Выбрать главу

Мейерхольд был практическим человеком театра, навсегда признавшим власть условности, но пиетета перед той или иной исторически сложившейся условностью у него не было. Монолог, например, казался ему устарелой формой, и еще в «Доходном месте» он пытался преодолеть его косность. В «Ревизоре» он решился дать гоголевским персонажам собеседников, чтобы избежать монологов. Из зрительного зала все эти «немые» фигуры, отысканные где-то в закоулках сочинений Гоголя или даже между строк текста, смотрелись двойниками, отражениями, карикатурами героев. Чтобы освободить громаду гоголевского текста от отягчающего груза переходов по сценической площадке, Мейерхольд воспользовался вновь народившейся условностью «крупного плана» кино. В развитие идей «Бубуса» он еще более ограничил игровую площадку: изобрел движущиеся фурки, на малом пространстве которых разместил все эпизоды «Ревизора». Из зрительного зала эта своеобразная техника выездных площадок на фоне глухого полукружия полированных дверей красного дерева и нависающего над ними грязно-зеленого суконного свода приобретала символические очертания: «Обстание, фон, сценка — весь Гоголь, соединяющий вкатную сценку быта, освещенную мороком фона на ночи России», — как напишет потом Андрей Белый[64]

Можно разглядеть частные, почти житейские мотивы и в решении главных фигур спектакля. Хлестаков только что был сыгран незабываемо Михаилом Чеховым, и тягаться с ним вряд ли кто мог во всей России, а в ТИМе его должен был играть совсем молодой Эраст Гарин, только что отличившийся в «Мандате». Надо было помочь актеру режиссерски. Мейерхольд обратился в поисках мотивов к «Игрокам» — весь Гоголь постепенно втягивался в орбиту спектакля — и сделал его чем-то вроде шулера, обдумывающего возможную аферу. Хлестаков дробился и распадался на ракурсы, как на кубистическом портрете.

Наконец, стремление выдвинуть Райх в центр спектакля способствовало преображению провинции в столицу, решению «найти скотинство в изящном облике брюлловской натуры»[65]. Понадобилось вспомнить и «Мертвые души» с пышным цветником губернских дам, увивающихся вокруг Чичикова, и тайный ужас Гоголя перед суетным женским соблазном.
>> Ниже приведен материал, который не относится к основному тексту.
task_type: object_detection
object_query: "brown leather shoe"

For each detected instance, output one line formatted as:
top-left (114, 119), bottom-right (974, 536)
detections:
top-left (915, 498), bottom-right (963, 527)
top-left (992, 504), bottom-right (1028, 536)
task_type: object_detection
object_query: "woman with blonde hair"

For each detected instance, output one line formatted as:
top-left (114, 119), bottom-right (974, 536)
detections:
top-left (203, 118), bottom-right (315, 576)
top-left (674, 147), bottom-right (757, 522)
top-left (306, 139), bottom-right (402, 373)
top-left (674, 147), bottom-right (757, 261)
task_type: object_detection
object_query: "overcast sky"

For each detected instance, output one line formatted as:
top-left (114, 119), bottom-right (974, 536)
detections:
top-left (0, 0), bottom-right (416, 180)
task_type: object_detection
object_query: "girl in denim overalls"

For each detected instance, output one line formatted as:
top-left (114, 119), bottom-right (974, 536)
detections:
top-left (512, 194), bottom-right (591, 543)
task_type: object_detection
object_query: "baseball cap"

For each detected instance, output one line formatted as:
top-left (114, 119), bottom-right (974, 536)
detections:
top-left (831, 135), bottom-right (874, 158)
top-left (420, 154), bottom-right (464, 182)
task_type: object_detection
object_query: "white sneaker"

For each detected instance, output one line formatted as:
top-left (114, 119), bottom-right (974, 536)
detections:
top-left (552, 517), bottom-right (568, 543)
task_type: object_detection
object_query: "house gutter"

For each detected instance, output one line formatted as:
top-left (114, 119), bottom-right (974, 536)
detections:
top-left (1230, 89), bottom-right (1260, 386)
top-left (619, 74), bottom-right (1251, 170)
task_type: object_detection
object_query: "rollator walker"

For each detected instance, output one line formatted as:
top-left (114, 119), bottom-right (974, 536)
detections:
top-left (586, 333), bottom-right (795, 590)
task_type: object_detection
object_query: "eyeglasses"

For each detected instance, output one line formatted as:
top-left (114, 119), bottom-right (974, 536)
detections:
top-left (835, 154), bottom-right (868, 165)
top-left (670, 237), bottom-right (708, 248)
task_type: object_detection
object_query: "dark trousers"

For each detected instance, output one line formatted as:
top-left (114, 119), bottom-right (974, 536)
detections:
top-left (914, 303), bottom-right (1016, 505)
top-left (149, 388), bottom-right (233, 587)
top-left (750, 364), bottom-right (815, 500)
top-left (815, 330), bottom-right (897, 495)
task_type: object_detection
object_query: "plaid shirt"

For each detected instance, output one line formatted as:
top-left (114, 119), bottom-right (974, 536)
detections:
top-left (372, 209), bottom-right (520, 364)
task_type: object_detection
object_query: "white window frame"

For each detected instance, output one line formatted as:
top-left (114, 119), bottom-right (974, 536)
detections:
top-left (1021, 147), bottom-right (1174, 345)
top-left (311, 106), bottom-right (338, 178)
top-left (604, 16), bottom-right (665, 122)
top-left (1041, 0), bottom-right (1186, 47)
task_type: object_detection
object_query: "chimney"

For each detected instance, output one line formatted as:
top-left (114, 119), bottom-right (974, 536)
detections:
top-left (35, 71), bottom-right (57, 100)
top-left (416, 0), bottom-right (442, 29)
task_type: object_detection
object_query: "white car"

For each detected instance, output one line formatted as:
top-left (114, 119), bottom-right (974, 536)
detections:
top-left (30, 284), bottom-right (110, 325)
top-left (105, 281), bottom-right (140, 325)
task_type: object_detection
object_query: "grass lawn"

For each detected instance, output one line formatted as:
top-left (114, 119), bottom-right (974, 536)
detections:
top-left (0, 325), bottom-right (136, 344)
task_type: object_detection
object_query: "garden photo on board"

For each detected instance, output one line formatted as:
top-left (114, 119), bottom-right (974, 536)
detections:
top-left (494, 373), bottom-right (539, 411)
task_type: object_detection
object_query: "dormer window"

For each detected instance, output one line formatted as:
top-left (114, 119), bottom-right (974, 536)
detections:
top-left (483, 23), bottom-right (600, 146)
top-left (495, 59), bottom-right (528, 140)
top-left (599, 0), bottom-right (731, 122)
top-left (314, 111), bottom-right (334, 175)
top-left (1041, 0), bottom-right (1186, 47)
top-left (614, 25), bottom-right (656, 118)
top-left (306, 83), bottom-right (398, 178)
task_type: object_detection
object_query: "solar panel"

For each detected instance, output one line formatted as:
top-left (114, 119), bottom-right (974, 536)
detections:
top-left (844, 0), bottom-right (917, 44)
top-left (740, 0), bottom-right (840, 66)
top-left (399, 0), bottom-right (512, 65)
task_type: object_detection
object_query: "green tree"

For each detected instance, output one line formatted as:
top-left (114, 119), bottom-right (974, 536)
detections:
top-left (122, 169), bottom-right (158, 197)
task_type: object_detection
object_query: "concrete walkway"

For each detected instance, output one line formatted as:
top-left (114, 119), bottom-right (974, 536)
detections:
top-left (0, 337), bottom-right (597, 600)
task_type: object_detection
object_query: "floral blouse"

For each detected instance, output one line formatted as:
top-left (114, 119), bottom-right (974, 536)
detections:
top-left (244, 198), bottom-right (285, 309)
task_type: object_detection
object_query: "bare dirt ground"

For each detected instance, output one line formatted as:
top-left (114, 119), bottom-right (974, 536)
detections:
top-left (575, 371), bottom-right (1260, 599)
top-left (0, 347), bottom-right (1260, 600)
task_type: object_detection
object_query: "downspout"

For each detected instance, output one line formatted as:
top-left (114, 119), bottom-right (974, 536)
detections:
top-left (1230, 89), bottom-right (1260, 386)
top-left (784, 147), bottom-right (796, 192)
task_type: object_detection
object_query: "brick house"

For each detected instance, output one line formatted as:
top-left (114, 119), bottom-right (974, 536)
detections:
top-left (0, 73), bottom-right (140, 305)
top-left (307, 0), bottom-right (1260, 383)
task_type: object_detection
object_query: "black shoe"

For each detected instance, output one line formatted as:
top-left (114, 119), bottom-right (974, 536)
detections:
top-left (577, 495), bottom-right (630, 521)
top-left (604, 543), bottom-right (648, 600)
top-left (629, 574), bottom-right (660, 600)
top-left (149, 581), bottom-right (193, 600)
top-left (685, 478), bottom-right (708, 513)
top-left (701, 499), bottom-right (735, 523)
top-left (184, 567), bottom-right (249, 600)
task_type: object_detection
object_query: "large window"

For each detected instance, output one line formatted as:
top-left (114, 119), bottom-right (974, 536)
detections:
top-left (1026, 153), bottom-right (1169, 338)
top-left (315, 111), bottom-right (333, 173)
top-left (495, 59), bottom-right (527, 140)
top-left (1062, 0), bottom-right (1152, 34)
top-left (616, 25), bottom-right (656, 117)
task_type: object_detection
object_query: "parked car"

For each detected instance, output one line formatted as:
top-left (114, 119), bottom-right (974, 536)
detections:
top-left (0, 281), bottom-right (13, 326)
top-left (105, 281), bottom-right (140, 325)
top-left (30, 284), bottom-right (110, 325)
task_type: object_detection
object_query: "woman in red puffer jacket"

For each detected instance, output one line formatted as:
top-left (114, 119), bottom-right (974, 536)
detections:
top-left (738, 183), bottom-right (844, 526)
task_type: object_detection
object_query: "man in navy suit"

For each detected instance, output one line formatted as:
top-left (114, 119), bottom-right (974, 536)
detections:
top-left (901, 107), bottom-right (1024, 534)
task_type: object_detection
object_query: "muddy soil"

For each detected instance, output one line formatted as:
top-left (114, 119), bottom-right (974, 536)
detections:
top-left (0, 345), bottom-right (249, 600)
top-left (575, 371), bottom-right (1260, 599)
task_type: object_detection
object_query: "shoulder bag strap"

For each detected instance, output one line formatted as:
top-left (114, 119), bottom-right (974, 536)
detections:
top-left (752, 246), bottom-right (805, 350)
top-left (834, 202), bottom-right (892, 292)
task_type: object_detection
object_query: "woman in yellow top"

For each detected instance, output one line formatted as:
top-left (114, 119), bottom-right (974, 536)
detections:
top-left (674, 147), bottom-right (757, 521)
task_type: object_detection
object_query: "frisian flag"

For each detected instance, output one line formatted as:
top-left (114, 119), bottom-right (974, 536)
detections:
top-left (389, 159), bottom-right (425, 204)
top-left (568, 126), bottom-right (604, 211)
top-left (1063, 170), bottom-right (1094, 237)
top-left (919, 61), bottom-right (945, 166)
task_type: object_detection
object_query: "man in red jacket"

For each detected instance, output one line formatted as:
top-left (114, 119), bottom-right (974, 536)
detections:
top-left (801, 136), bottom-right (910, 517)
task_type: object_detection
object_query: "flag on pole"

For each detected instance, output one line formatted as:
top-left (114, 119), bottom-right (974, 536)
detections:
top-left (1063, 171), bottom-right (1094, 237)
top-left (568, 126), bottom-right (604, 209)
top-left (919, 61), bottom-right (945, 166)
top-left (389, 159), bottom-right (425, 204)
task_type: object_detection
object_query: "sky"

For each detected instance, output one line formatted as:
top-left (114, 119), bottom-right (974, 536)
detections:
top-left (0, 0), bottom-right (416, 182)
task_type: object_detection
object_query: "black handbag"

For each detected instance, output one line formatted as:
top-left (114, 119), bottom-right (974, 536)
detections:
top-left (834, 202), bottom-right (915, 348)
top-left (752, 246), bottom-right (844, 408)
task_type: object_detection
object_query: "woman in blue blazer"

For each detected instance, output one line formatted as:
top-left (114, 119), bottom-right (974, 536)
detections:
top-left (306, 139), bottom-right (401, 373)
Захолустье приобретало петербургский, столичный пошиб, разрастаясь до николаевской России, да, пожалуй, и побольше: до общечеловеческих страстей.

Разумеется, все это были лишь частные поводы для могучей фантазии Мейерхольда, для выражения подспудной трагедийности его мироощущения.

Из решения суммы технологических задач восставала громада — видение мейерхольдовского «Ревизора» — смешной и мучительный трагифарс российской судьбы.

Театр — искусство грубое, в закулисных соображениях его гораздо больше простой технологии, чем может показаться; немало и пошло-житейского отлагается в нем. Но не так ли груба и сама жизнь, где часто поводы случайные и незначащие запускают механизм событий исторических? Так и театр — из утилитарных нужд, из домашних обстоятельств, а на самом деле из жизненного опыта своих творцов, из потребностей времени, из опыта исторического силой {87} таланта он творит свои чудеса. «Боже, как грустна наша Россия!» — Мейерхольд пестовал это пушкинское восклицание, вырвавшееся после чтения «Мертвых душ» Гоголем. Со времен «Маскарада», завершившего собою судьбу императорской России, он не создавал ничего столь объемлющего, обдуманного и личного, как «Ревизор».

Поистине он мог называться «автором спектакля», как будет написано в программе: «проект вещественного оформления, mise en scиne, биографии персонажей, построение новых фигур, речь, акцентировки, ритм, размещение музыкального материала, свет, немая сцена» — все было извлечено им из громадной фантазии и опыта, который не мог уже создать зрелища столь безмятежного, как «Великодушный рогоносец» 1922 года.

Никогда еще на памяти Бабановой не предпринимал Мастер такой широкой и всесторонней теоретической подготовки к спектаклю. О том, чтобы просто развести мизансцены, предоставив актеров тексту, как в «Доходном месте», речи не было. Отказ от «масок» театра в пользу «биографической структуры людей»; подлинность стиля, утрированная «сквозь призму столичной жизни»; «крупный план» выездных площадок, требующий от актера скупости и четкости игры; возвращение к реализму через стихию музыки — «музыкальный реализм», подчиняющий действие закону ритма; самоограничение актера в пользу общей партитуры спектакля — все это требовало от исполнителей дисциплины, умения, труда, таланта.